By 1987 the total number of injury collisions had fallen to under 18,700, but in 1989 it rose to just over 20,600. 1989 was the most recent peak in the total number of injury collisions. Since 1989, the total number of injury collisions has fallen in 28 out of 32 years, and in 2020 it was at the lowest level ever recorded. The 2022 figure of 4,134 was 226 more than in 2021.
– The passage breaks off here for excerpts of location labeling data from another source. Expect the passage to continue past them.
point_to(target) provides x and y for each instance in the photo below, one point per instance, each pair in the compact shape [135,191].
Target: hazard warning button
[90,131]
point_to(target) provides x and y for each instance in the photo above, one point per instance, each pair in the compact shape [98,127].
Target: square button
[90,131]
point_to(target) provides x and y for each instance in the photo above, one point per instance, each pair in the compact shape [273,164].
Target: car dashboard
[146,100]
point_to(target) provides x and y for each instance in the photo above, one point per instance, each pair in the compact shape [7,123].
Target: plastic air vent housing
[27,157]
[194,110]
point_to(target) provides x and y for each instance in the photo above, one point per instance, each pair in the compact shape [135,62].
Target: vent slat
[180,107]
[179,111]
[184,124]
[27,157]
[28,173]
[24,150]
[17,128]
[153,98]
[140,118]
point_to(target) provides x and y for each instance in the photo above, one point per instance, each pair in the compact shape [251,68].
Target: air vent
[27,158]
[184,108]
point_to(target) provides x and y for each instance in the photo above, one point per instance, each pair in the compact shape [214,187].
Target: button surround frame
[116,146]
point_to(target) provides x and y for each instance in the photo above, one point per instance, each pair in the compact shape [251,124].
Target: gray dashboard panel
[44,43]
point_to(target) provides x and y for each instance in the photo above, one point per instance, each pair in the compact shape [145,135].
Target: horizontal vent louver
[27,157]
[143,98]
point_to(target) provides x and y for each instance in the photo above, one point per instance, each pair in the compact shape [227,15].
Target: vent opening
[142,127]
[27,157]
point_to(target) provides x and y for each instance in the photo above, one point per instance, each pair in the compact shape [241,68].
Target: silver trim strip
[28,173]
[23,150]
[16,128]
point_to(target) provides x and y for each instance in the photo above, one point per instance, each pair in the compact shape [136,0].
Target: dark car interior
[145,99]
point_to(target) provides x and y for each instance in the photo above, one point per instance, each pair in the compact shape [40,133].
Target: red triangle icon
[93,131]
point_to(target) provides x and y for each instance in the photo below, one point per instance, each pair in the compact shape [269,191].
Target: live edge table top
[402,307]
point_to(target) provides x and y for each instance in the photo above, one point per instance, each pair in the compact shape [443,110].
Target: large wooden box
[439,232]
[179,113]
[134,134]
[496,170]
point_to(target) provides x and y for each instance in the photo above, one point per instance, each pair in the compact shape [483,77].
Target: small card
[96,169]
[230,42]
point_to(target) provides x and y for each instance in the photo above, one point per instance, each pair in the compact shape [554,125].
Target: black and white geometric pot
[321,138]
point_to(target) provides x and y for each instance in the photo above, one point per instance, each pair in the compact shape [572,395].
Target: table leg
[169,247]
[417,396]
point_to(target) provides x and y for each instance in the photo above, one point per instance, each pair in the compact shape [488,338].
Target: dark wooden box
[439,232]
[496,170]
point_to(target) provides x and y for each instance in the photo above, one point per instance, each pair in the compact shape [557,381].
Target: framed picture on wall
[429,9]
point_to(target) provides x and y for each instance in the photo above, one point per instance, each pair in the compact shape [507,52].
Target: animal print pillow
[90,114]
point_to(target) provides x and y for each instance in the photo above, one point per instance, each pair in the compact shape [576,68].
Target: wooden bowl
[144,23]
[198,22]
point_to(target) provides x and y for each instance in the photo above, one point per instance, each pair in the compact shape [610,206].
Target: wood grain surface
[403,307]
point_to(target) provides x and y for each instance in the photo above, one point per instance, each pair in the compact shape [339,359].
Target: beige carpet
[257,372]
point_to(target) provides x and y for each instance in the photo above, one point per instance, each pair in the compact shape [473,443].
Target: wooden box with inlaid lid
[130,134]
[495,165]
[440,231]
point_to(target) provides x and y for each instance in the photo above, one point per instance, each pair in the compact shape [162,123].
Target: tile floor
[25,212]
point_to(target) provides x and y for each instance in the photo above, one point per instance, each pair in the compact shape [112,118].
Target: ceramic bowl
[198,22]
Since the late 1980s, the number of fatal collisions has fallen considerably e.g. from 517 in 1987 to 135 in 2021. For serious collisions, the trend has also been downwards. The number of slight collisions did not share such a clear downward trend between 1970 and 1998, oscillating between 12,000 and 15,000 with a recent peak level of 14,443 in 1990. However, they fell below 12,000 in 1999. The 2022 figure was 2,454.

Reported Casualties

As the numbers of collisions have fallen, so have the numbers of casualties. Therefore, this section does not repeat the previous section's detailed analysis of how the numbers have changed. Details can be found in Table 2.

Numbers killed

In 2022 there were 173 people killed in road collisions in Scotland, 32 more than in 2021. With a few exceptions, figures fell in each year since 1978, showing a clear, steady long-term downward trend, particularly between 1982 and 1994. Since then, figures have been fluctuating around a less pronounced downwards trend. The number in 2022 was the highest in the last seven years.

Numbers seriously injured

In 2022 there were 1,776 people seriously injured in road collisions. The long-term trend shows that the number of serious casualties peaked in the early 1970s at around 10,000 and has generally fallen since the early 1980s. The long-term downward trend appeared to level off at around 4,050 in the mid to late nineties, but the downward trend subsequently resumed. The number of people seriously injured in 2022 increased by 10% on 2021.

Numbers slightly injured

In 2022 there were 3,672 people slightly injured. Between 1970 and 1990, the figures fluctuated between 17,000 and 21,000. The fall between 1990 and 1995 was followed by an apparent levelling-off at around 17-18,000 in each of the years from 1996 to 1999. However, 2004 to 2021 showed consecutive falls continuing downward trend. The number of people slightly injured in road collisions in 2022 increased by 9% on 2021.

Total numbers of casualties

In 2021 there was a total of 5,621 casualties, 506 (10%) more than in 2021 (the third lowest number recorded). Between about 1970 and 1990, the figures fluctuated around a general downward trend. Subsequently, the casualty figures fell markedly from the level of the most recent short-term peak (over 27,000 in both 1989 and 1990), before appearing to level off. However, the downward trend resumed from 1999 to 2020.